Deleting Old Data

Overview

Every time you run analysis on an analysis model, data is processed to create a new recordset. By default all previous recordsets are retained. It is important to configure the criteria PhixFlow uses to delete old recordsets that are no longer required.

Configuring Data Retention or Deletion

When a data modeller creates a table, the properties include the Data Retention Settings. The data modeller can specify the:

  • number of days to keep recordsets and superseded records
  • number of recordsets, or recordsets with superseded records, to keep.

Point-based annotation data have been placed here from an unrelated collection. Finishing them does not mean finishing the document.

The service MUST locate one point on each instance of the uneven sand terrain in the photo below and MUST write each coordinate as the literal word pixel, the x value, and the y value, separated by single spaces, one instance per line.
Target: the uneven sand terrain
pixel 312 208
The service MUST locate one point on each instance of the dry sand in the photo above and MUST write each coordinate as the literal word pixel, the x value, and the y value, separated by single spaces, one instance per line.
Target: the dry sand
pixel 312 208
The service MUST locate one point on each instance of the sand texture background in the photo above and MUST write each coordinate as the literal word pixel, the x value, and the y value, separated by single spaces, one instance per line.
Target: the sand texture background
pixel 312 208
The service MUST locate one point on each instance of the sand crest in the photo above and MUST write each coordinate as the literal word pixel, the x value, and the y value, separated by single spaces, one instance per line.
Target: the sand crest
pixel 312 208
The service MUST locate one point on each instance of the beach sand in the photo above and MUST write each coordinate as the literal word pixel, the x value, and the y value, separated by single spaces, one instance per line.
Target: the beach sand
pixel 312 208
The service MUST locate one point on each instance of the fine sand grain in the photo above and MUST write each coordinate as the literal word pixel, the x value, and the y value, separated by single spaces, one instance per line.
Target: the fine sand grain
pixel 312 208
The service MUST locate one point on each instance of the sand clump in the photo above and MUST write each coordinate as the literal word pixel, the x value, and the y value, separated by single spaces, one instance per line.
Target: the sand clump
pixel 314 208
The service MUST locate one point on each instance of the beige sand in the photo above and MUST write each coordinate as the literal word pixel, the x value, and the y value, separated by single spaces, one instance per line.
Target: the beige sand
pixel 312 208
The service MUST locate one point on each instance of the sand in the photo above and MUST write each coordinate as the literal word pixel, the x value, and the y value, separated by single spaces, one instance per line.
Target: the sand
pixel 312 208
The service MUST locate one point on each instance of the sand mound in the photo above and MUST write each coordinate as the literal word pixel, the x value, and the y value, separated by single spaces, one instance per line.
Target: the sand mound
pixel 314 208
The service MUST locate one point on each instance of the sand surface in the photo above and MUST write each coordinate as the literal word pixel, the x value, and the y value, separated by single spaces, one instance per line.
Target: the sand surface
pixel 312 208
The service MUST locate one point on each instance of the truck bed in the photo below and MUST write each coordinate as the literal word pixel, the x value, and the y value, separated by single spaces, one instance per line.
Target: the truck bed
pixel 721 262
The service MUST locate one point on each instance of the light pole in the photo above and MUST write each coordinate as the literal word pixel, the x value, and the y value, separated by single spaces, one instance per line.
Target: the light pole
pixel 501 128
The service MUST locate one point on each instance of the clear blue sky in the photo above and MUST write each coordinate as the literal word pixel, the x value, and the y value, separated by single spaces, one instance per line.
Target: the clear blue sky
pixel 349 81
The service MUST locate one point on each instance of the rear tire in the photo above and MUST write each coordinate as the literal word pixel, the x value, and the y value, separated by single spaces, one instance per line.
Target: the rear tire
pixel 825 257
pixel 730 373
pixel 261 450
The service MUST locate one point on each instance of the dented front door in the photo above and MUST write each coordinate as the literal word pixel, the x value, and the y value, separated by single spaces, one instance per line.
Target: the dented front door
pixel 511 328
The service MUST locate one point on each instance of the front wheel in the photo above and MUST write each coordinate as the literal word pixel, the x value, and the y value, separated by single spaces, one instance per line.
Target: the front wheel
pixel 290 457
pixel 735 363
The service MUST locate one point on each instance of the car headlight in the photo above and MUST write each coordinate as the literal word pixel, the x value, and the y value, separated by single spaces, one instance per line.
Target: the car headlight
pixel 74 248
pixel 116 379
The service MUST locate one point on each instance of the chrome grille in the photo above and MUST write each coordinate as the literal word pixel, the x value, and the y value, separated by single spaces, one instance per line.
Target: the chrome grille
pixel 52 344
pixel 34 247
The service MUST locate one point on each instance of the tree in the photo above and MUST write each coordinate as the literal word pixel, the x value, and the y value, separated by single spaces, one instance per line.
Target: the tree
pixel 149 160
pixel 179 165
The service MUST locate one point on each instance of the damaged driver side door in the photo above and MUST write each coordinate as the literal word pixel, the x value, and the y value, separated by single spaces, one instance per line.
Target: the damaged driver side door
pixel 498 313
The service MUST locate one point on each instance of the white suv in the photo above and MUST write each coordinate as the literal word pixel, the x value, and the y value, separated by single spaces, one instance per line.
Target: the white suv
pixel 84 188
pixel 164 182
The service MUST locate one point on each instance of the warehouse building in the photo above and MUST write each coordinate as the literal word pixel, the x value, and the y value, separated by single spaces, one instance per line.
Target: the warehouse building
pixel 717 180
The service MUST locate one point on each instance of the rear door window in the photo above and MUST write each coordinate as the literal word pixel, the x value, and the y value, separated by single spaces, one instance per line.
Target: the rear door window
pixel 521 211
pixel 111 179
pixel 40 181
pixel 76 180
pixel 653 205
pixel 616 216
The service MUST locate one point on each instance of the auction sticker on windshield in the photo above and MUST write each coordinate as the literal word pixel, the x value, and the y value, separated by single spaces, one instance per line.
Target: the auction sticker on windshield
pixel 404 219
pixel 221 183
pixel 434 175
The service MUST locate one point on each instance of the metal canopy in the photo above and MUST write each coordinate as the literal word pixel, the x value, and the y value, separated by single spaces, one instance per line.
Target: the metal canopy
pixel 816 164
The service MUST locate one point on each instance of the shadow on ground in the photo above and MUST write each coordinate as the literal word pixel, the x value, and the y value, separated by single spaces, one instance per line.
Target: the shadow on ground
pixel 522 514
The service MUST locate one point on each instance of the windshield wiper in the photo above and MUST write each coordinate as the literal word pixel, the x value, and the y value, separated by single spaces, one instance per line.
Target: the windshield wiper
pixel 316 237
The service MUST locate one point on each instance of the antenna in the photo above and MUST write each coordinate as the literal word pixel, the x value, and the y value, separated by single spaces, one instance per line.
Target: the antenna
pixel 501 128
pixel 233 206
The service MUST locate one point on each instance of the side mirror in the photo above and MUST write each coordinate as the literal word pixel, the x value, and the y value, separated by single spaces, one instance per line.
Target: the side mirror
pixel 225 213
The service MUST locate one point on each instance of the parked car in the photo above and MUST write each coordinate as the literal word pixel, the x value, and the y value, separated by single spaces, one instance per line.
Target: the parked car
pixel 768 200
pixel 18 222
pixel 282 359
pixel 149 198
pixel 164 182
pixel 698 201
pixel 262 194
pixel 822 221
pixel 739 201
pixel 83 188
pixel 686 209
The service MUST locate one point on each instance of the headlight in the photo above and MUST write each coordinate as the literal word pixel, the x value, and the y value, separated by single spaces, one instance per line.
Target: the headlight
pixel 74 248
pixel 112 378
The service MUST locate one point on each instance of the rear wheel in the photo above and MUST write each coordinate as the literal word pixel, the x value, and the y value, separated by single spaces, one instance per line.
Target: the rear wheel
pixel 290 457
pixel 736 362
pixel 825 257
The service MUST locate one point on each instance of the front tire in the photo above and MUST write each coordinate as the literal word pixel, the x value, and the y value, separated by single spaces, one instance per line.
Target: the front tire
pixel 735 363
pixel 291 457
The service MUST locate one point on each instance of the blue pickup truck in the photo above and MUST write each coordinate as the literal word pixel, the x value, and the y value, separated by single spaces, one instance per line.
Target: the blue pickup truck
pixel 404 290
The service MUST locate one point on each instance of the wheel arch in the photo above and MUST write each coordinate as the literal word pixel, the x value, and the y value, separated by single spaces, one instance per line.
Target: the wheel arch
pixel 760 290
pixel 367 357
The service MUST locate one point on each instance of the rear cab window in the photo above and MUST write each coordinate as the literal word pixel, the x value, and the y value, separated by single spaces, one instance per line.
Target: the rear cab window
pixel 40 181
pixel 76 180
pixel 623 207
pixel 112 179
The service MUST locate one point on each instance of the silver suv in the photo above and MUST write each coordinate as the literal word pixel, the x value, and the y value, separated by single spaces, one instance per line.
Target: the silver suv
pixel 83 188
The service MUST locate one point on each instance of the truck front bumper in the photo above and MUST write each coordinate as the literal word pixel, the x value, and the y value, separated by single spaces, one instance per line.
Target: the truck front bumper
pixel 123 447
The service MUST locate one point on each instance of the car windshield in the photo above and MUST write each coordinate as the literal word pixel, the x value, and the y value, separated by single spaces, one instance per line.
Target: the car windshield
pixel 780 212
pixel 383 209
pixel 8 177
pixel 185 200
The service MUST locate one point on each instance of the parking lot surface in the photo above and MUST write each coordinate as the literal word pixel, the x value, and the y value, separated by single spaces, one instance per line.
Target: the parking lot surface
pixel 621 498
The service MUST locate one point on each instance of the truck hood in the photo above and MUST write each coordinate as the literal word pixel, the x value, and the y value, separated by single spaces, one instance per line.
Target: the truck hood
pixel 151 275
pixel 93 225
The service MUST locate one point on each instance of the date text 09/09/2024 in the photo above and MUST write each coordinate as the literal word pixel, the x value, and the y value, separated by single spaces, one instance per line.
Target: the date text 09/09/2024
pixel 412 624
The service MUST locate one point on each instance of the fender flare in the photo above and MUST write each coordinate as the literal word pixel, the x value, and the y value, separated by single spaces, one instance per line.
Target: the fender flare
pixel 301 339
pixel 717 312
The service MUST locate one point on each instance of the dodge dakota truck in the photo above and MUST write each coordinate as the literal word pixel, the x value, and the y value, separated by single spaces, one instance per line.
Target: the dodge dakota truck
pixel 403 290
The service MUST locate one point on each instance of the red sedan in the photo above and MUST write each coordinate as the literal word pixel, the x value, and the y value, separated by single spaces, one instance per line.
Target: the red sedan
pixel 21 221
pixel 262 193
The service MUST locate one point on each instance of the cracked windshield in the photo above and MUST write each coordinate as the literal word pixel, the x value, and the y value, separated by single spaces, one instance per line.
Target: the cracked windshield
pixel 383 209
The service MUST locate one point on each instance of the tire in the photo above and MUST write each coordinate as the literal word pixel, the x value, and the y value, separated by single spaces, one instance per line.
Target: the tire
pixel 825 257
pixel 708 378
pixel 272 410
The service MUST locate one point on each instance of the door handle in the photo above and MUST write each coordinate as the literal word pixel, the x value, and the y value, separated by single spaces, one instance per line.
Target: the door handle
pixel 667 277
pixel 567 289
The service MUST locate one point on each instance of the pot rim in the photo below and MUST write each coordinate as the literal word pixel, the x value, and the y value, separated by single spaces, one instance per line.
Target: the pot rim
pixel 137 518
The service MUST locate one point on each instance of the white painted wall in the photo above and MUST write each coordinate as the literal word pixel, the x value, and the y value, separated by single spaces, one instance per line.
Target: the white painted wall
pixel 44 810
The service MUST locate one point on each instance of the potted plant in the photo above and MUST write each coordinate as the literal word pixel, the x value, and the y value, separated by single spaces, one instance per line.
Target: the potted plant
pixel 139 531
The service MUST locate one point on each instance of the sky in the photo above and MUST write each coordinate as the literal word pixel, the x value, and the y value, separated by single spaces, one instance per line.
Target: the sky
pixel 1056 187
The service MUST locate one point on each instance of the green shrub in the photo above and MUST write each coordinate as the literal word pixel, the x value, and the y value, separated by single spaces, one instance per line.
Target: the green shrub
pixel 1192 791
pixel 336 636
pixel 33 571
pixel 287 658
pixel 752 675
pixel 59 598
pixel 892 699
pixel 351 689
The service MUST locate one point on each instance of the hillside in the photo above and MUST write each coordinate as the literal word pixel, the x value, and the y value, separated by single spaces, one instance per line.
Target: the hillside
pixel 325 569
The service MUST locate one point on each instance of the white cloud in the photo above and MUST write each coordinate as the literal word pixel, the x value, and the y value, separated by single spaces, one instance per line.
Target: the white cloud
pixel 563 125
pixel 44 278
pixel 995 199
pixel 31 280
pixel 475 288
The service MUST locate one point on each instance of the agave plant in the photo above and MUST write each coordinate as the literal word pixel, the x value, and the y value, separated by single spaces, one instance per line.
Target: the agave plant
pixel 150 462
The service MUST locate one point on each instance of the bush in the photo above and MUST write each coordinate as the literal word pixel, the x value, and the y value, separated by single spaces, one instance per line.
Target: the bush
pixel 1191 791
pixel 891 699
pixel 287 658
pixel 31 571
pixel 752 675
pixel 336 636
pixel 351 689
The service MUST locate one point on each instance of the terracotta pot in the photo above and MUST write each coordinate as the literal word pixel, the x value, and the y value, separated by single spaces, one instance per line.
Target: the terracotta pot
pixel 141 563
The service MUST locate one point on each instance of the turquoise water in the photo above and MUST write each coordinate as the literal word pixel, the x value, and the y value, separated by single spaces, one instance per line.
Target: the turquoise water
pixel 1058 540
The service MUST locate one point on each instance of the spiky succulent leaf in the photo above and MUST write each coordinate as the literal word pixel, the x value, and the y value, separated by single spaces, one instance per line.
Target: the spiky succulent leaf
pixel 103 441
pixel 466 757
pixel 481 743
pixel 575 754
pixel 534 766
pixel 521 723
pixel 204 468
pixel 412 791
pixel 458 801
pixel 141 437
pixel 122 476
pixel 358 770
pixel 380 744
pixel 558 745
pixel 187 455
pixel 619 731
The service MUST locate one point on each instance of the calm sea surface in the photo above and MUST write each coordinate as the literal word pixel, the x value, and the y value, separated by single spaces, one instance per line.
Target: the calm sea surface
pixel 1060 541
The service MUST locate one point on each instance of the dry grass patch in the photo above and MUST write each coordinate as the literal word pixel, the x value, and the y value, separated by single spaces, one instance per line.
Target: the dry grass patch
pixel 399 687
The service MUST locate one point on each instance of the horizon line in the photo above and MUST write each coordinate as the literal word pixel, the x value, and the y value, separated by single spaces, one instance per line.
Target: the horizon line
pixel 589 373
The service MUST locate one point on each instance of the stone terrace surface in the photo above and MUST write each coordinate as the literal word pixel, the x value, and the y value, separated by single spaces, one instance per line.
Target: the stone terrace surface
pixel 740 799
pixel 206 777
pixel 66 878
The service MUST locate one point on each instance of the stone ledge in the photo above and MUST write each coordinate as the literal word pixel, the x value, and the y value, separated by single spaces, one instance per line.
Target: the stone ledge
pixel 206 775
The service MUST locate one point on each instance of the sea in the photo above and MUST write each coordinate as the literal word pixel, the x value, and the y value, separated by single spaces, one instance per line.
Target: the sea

The older data is deleted when you run a table-data-delete task that acts on the table; see Using Tasks and Task Plans and Task.

You can set up a table-data-delete task with:

  • either one or more specific tables. You may choose to do this, for example:
    • to manage the data in several related tables
    • to run frequently on a table that contains a large amount of data.
    • to run occasionally on tables with low volumes of data that change rarely.
  • or have the All Tables option ticked. The task will run on all tables:
    • that are not in another table-data-delete task
    • and have Data Retention Settings configured.

Managing Recordsets Example

The following table shows the different combinations of settings in the table properties → Data Retention Settings. It assumes that a table currently contains 8 recordsets:

  • 2 from the current day 
  • 1 from each of the previous 6 days.

The values are:

  • N: a number of days
  • X: a number of recordsets
  • null: indicates no value has been entered for this option.

PhixFlow always retains the maximum number of active and superseded recordsets in the data, so that no conflicting recordsets will be deleted.

Delete After X DaysKeeping Latest Y RecordsetsAction taken when table-data-delete task runs
nullnullAll recordsets are retained. 
0nullAll recordsets are deleted.
1nullThe last day of valid recordsets are retained. All earlier recordsets are deleted.
In our example the 2 most recent recordsets will be retained with the 6 older recordsets deleted.
NnullAll recordsets older than N days before the latest valid recordset are deleted.
null0All recordsets are deleted.
null1The most recent valid recordset is retained, all other recordsets are deleted.
nullXThe most recent X valid recordsets are retained, all others recordsets are deleted.
00All recordsets are deleted.
01The most recent valid recordset is retained, all other recordsets are deleted.
10The last day of valid recordsets are retained. All older recordsets are deleted.
11The last day of valid recordsets are retained regardless of if there are more than 1.
If there are no recordsets in the last day, then the first previous recordset is retained instead.
NX

Retains the maximum number of active recordsets in the data,  such that no conflicting recordsets are deleted.

If N=3 and X=6 then although N says only delete recordsets more than 3 days old, we must keep a minimum of 6 recordsets. Hence the older 2 recordsets will be deleted and the 6 most recent ones are retained.

If N=3 and X=1 then although X says only retain 1 recordset, we must retain all recordsets less than 3 days old. Hence the 4 oldest recordsets are deleted and the 4 most recent are retained.


Superseded Recordsets

If only Keep Superseded for N Days and Keep Superseded for X Recordsets fields are populated, the same logic in the table above applies to the superseded records.

If a table has values for all the properties

  • Keep for N Days
  • Keep for X Recordsets
  • Keep Superseded for N Days
  • Keep Superseded for X Recordsets 

then the values for recordsets are applied first, deleting full recordsets. Then the table values for superseded records are applied to delete any remaining superseded records.